The Folger Shakespeare Library‘s most recent poetry reading featured the 2011 Anthony Hecht Poetry Prize winner, Mark Kraushaar, who won for his second book, The Uncertainty Principle, and British poet James Fenton. Fenton was also the final judge of this Hecht Prize this year and selected Kraushaar for the honor.

Kraushaar was a somewhat awkward reader and his poetry not completely to my taste. I know that The Uncertainty Principle has wound up on several “best of” lists and I won’t deny its quality. It is just not my cup of tea.

His poems are very prosy and narrative with colloquial language. When introducing him, Fenton noted that his poems are indubitably “about something.”

Fenton suggested that too many poems are inscrutable for the sake of being inscrutable, or rather because of a vicious loop in the MFA community (there’s a lot of discussion about MFAs and their effect on poetry lately). He held Kraushaar as a counterweight to that.

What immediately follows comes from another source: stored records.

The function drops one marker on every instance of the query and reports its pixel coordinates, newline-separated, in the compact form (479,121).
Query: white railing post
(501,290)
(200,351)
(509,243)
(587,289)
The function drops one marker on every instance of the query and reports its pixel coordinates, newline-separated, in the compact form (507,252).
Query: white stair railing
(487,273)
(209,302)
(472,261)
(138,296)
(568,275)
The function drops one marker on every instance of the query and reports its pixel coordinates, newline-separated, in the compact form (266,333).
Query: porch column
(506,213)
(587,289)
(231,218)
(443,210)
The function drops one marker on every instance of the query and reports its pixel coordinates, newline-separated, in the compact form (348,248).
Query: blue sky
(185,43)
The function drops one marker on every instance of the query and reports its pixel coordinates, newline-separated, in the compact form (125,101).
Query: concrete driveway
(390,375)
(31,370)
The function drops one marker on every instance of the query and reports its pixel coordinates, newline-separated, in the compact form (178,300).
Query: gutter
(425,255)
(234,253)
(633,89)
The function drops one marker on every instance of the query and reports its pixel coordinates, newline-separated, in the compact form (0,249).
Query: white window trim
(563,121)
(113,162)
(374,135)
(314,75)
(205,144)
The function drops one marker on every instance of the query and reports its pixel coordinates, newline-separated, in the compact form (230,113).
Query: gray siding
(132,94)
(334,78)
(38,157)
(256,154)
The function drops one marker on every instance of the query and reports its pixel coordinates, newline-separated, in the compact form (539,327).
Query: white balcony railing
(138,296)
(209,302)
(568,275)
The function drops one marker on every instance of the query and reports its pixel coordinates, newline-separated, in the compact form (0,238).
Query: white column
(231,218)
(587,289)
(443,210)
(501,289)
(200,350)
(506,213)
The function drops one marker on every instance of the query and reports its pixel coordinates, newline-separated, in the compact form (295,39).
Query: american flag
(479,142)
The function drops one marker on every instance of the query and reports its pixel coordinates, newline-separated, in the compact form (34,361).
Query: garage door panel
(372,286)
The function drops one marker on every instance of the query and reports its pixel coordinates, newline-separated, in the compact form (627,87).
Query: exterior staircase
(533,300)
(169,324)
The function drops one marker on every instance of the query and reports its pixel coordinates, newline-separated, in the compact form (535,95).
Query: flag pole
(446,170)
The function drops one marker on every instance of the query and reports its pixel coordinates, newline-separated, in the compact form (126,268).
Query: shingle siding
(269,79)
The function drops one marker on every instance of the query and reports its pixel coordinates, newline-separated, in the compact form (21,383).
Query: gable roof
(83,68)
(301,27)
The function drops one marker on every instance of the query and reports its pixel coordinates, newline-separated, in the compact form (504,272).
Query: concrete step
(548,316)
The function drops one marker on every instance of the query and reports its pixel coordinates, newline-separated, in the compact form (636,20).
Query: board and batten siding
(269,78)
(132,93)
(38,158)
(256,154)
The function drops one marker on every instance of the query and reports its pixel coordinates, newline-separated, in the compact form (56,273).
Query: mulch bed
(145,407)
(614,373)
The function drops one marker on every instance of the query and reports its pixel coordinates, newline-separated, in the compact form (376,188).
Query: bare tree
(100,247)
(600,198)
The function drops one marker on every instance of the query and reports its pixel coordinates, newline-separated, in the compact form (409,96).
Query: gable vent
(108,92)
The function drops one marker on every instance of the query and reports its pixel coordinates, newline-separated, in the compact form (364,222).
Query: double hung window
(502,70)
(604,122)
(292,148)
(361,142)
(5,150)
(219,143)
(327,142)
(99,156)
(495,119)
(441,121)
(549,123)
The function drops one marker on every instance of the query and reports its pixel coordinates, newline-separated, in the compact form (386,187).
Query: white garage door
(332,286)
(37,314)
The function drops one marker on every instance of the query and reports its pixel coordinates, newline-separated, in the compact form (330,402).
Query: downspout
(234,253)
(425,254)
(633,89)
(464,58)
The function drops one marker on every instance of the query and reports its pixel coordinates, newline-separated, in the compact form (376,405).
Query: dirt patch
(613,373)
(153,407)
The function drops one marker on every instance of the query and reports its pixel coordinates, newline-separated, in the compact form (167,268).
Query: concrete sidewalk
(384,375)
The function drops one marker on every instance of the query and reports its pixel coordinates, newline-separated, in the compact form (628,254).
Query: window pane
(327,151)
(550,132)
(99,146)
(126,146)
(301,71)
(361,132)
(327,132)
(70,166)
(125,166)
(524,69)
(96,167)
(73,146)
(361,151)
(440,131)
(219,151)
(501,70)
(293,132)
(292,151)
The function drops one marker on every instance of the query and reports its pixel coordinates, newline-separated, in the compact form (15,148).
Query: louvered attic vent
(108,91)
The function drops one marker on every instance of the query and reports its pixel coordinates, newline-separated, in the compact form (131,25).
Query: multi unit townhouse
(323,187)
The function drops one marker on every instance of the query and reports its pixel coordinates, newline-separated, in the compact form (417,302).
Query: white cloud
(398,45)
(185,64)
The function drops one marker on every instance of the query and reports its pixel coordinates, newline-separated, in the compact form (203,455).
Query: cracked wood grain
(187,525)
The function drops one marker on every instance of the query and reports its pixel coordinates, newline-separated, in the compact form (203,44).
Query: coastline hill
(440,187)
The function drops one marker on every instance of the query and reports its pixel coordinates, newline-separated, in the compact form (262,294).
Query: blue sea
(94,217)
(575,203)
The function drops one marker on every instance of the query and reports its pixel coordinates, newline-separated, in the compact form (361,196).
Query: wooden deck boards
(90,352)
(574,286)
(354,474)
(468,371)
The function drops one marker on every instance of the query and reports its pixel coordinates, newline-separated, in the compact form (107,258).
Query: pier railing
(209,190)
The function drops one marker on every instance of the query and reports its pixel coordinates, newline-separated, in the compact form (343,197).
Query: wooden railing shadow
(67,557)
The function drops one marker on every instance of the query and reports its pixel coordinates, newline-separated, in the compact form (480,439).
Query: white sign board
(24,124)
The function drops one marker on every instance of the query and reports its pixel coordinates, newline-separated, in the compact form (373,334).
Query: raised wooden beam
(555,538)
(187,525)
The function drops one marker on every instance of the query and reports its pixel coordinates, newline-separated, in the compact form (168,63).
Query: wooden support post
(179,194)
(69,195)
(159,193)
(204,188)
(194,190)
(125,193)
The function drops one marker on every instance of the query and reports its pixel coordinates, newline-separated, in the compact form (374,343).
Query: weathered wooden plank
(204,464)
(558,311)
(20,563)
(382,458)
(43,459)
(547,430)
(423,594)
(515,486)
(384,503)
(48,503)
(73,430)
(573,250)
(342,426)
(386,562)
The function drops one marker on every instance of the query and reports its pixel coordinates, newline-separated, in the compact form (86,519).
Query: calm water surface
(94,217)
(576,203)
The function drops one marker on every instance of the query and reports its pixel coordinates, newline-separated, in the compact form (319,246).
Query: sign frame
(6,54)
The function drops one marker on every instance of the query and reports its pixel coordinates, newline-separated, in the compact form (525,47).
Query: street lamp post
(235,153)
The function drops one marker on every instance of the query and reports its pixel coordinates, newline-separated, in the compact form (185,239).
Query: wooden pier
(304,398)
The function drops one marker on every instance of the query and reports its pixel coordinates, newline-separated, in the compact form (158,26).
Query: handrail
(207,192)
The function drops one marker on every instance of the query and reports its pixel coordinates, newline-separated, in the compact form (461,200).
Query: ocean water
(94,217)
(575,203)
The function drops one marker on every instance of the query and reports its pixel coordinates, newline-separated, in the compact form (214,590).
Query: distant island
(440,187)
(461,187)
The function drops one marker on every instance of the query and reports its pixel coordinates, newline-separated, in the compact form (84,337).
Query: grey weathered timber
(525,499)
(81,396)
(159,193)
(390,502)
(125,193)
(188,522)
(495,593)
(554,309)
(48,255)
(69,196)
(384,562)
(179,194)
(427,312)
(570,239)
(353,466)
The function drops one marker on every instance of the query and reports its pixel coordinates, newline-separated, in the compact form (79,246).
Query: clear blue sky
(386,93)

Naturally, I am little unsure about that dynamic. I don’t mind – and frequently enjoy – poems that resist easy interpretation. “This poem is about X.”

However, when Fenton himself read, I was blown away.

Some years ago, in Alabama, I think, I bought a book of his poems. I don’t know why. I think that I barely touched them.

But listening to him read from his Selected Poems… intricate and compelling rhyme schemes, a fierce political ethic, and a willingness to put himself in the shoes of people far different from himself (a child soldier in Cambodia in the seventies, for example). Fantastic stuff.

Naturally, I bought his book and asked him to sign it.